Après la Reine, la plus grande influence auprès du nouveau Roi semblait devoir être celle de ses tantes, « Mesdames tantes, » comme on les appelait, les filles non mariées de Louis XV. En 1774, quatre d’entre elles survivaient à leur père, Mesdames Adélaïde, Victoire et Sophie, demeurées à la Cour, et Madame Louise, cloîtrée chez les Carmélites de Saint-Denis. Ces vieilles filles, toujours tenues à l’écart des affaires, reléguées à dessein dans le cercle restreint d’un entourage inepte et les puérilités d’une étroite bigoterie, unissaient, a-t-on dit, « aux sévérités de l’âge toutes les aigreurs du célibat[1]. » La plus active, la plus intelligente des quatre était l’aînée, Madame Adélaïde. Elle avait eu, dans sa première jeunesse, des traits nobles et réguliers, mais les années avaient de bonne heure fait leur œuvre. C’était maintenant une grande femme sèche, au nez coupant, au regard impérieux, à la voix dure, au parler bref, aux manières brusques et cassantes. Vertueuse d’ailleurs, malgré les bruits affreux répandus sur son compte, mais sans douceur et sans bonté, orgueilleuse de son rang, implacable sur l’étiquette, pétrie de préjugés, autoritaire et tracassière. Après la mort du Dauphin et de la Dauphine, elle s’était jadis occupée, avec un certain zèle, de ses neveux orphelins, spécialement du futur Louis XVI ; aussi ce dernier montrait-il pour celle qui avait « caressé sa solitaire enfance » une gratitude mélangée de respect, d’affection et de crainte.

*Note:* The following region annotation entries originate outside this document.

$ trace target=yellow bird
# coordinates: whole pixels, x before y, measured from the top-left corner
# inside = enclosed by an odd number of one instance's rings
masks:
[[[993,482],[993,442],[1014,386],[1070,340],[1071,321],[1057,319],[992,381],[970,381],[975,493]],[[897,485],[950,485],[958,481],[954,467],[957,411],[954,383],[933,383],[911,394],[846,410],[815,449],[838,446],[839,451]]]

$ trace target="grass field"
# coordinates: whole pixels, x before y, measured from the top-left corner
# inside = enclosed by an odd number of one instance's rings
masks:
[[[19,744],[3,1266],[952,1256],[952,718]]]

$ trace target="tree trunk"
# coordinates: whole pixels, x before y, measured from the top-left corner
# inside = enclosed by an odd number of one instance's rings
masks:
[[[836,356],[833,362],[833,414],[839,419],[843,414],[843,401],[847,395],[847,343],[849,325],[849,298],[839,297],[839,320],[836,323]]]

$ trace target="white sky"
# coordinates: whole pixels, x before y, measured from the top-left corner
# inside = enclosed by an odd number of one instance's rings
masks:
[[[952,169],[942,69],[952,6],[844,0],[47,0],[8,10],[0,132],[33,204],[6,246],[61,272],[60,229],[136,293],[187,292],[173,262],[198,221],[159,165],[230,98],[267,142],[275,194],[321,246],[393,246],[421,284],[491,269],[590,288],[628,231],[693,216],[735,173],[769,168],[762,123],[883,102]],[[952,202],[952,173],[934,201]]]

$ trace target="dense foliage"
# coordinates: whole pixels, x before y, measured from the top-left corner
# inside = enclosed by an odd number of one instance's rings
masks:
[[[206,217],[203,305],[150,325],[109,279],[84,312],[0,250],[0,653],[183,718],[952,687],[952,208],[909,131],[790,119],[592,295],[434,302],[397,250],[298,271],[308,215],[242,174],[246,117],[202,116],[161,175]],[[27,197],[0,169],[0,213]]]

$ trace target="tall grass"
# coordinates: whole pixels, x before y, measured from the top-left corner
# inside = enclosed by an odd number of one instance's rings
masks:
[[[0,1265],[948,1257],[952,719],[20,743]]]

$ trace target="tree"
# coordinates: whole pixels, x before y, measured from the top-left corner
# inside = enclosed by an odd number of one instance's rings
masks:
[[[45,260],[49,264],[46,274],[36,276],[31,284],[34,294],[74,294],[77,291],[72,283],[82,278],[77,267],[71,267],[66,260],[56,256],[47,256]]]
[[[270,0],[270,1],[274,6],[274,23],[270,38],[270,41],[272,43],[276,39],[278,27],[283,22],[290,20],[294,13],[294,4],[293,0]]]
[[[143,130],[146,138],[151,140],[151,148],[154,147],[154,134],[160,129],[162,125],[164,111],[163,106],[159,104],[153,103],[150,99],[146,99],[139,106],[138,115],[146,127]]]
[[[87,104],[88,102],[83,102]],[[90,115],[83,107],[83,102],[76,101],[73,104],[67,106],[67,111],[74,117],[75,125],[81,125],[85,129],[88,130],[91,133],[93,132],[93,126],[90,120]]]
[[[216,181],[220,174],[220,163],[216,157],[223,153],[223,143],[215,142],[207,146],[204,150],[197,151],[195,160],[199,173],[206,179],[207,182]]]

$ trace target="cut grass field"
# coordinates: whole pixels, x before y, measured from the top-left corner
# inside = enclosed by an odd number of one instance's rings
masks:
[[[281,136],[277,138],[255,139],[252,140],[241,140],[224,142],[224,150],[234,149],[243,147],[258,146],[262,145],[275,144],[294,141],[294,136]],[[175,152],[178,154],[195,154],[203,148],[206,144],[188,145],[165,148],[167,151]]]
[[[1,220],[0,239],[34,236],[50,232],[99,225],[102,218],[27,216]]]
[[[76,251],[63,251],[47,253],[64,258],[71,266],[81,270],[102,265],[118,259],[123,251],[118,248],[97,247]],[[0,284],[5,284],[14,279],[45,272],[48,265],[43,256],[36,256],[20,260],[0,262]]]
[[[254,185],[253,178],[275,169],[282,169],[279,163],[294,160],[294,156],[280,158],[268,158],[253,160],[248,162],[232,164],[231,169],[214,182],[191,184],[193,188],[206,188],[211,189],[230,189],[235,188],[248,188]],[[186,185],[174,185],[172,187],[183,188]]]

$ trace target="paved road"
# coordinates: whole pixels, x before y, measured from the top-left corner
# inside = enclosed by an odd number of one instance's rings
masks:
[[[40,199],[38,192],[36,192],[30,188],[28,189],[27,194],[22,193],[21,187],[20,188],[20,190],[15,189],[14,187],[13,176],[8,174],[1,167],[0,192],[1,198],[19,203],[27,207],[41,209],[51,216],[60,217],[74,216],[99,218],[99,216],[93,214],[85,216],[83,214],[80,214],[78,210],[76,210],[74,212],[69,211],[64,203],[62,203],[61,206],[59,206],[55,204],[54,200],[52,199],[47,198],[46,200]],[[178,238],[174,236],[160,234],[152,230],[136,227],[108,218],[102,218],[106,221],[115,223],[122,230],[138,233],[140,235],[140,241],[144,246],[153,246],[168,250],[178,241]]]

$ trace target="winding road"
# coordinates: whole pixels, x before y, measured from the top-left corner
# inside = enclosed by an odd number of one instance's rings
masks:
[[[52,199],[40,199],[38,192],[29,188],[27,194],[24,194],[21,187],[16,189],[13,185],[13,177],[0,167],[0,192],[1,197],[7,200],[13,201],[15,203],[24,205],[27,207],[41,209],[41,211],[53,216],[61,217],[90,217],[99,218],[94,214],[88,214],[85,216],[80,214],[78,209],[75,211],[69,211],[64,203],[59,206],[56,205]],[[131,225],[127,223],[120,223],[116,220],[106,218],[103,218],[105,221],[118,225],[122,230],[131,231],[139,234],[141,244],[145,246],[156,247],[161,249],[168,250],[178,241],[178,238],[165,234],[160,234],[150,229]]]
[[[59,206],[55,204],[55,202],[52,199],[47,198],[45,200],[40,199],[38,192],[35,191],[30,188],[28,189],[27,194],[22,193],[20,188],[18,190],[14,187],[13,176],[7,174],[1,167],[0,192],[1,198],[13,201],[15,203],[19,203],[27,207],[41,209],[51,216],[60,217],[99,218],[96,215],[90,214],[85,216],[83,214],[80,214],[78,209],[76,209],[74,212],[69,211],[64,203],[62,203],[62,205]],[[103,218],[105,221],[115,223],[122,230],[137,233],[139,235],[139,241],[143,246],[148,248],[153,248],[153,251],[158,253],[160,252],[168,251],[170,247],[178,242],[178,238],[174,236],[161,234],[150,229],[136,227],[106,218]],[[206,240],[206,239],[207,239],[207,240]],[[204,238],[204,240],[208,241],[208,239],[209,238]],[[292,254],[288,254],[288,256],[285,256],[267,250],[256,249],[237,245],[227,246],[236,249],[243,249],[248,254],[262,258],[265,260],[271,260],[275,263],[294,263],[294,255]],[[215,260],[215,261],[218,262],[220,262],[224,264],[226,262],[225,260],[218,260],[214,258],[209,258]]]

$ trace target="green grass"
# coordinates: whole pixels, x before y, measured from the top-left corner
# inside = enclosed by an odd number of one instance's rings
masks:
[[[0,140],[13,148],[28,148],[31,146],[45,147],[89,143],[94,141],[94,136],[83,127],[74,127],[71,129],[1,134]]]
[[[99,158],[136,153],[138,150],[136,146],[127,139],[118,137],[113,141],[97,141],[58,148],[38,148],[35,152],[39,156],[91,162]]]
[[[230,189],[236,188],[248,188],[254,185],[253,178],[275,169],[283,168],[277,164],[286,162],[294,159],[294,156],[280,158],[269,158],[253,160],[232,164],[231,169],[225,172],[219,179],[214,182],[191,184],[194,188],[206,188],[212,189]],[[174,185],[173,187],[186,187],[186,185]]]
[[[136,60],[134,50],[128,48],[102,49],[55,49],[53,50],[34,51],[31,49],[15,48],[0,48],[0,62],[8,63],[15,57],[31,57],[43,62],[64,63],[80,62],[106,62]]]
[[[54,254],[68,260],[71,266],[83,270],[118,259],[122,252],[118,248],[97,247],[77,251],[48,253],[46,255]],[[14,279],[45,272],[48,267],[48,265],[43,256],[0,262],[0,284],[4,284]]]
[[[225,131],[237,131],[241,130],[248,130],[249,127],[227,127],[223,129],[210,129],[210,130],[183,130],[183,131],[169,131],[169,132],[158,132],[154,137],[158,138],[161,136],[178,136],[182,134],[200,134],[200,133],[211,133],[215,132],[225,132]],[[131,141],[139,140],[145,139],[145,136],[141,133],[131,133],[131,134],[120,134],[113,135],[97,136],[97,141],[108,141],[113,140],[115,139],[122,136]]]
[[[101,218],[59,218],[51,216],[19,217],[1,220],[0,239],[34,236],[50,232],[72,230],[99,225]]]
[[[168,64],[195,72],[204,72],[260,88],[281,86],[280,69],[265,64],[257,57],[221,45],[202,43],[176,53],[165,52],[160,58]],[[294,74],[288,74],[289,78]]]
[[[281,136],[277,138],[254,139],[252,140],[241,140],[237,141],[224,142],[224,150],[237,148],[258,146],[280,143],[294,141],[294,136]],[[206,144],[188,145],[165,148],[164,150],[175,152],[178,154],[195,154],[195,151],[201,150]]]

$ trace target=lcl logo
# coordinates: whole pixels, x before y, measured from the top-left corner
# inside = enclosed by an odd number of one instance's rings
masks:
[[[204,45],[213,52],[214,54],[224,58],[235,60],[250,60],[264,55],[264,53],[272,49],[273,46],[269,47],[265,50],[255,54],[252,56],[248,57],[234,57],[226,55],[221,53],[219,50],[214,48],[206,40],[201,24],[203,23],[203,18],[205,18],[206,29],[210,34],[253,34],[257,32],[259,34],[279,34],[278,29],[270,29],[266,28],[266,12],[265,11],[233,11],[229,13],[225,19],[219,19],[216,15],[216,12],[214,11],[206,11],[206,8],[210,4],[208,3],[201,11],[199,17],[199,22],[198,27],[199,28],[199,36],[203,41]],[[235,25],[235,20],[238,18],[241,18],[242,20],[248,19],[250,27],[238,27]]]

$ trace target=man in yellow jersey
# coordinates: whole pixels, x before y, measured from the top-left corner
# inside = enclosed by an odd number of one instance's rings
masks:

Mesdames Victoire et Sophie, créatures effacées, subissaient passivement l’ascendant de leur sœur aînée. La première avait été belle, elle restait encore agréable, avec quelque douceur dans les yeux et dans le sourire, d’ailleurs l’incapacité même, sans instruction, sans volonté, menant avec résignation une existence végétative. Madame Sophie, d’une rare laideur, timide et gauche jusqu’à l’infirmité, l’air « triste et toujours étonné, » n’était pour ceux qui l’approchaient qu’un objet de pitié. « C’est au fond, j’en suis sûre, une âme d’élite, mandait Marie-Antoinette

  1. Marie-Antoinette, par Edmond et Jules de Goncourt.